Committed Data Rate (CDR)


Committed Data Rate (CDR) is the amount of bandwidth that a network service provider guarantees to a customer. Think of bandwidth as the width of a motorway and data as the cars. CDR is like a promise that there will always be a certain number of lanes open on the motorway for your cars (data) to travel.


It’s useful when you need a consistent internet speed. For instance, if a provider offers you a CDR of 50 Mbps (megabits per second), it means you are guaranteed to have that speed available at all times.


It ensures reliability. Just as you’d want a consistent flow of water from your tap, CDR ensures a consistent flow of data for your internet needs.

95th Percentile Billing


This is a billing method used by internet service providers. Imagine if you could be charged for water not by how much you use but by how much you use 95% of the time. That’s what 95th percentile billing is for internet usage.

How it Works:

  • Your internet usage is measured every 5 minutes (or some other interval).
  • At the end of the month, these measurements are lined up from highest to lowest.
  • The top 5% of your highest usage measurements are ignored.
  • Your bill is calculated based on the next highest measurement (the 95th percentile).

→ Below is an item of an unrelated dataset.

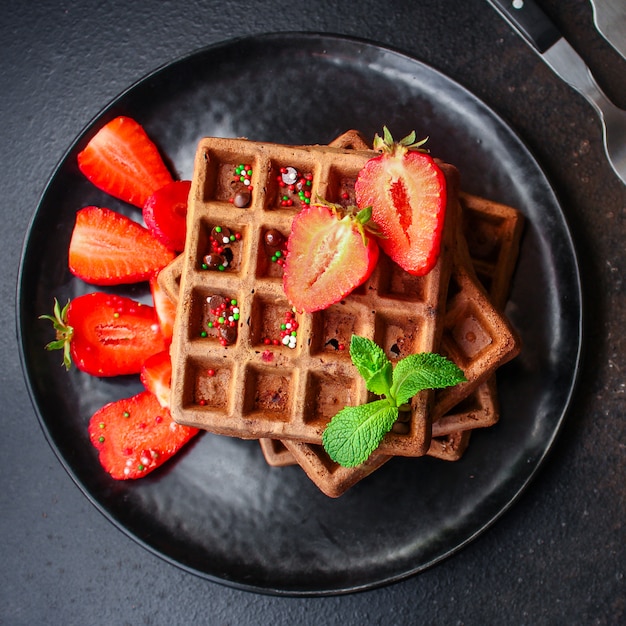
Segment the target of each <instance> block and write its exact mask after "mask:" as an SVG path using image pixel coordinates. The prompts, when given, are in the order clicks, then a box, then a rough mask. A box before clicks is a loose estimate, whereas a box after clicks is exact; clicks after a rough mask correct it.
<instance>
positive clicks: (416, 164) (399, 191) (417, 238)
mask: <svg viewBox="0 0 626 626" xmlns="http://www.w3.org/2000/svg"><path fill="white" fill-rule="evenodd" d="M425 141H426V140H423V141H420V142H417V143H416V142H415V132H413V133H411V134H410V135H408V136H407V137H405V138H404V139H402V140H401V141H399V142H398V143H394V141H393V138H392V136H391V133H390V132H389V130H388V129H387V128H386V127H385V128H384V137H383V138H381V137H379V136H378V135H376V137H375V138H374V149H376V150H381V151H382V154H381V155H380V156H378V157H374V158H373V159H371V160H370V161H368V162H367V163H366V164H365V166H364V167H363V169H362V170H361V171H360V172H359V175H358V177H357V180H356V184H355V192H356V200H357V204H358V205H359V206H360V207H364V206H371V207H372V219H373V220H374V221H375V222H376V223H377V224H378V226H379V227H380V230H381V231H382V238H381V240H380V246H381V248H382V249H383V250H384V251H385V252H386V253H387V254H388V256H390V257H391V259H393V260H394V261H395V262H396V263H397V264H398V265H400V267H402V268H403V269H405V270H406V271H407V272H409V273H410V274H414V275H416V276H423V275H424V274H427V273H428V272H429V271H430V270H431V269H432V268H433V266H434V265H435V263H436V262H437V258H438V256H439V250H440V247H441V237H442V233H443V225H444V219H445V208H446V181H445V177H444V174H443V172H442V171H441V169H440V168H439V167H438V166H437V164H436V163H435V161H434V160H433V159H432V157H430V156H429V155H428V154H425V153H424V152H423V151H420V150H419V149H420V148H421V146H422V145H423V144H424V142H425Z"/></svg>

This method is fairer for those who occasionally have high bandwidth spikes. Instead of paying for these rare spikes, you pay for what you use most of the time

Relation Between CDR and 95th Percentile Billing

CDR as a Baseline

Your CDR sets a baseline for your usual bandwidth needs.

Billing Above CDR

If your 95th percentile usage regularly exceeds your CDR, you might be billed extra for the additional usage.

Managing Costs

By understanding your CDR and how 95th percentile billing works, you can better manage your internet costs and avoid surprises in your bill.


In summary, CDR is like a guaranteed minimum speed for your internet, while 95th percentile billing is a way to charge you based on your usual, not peak, internet usage.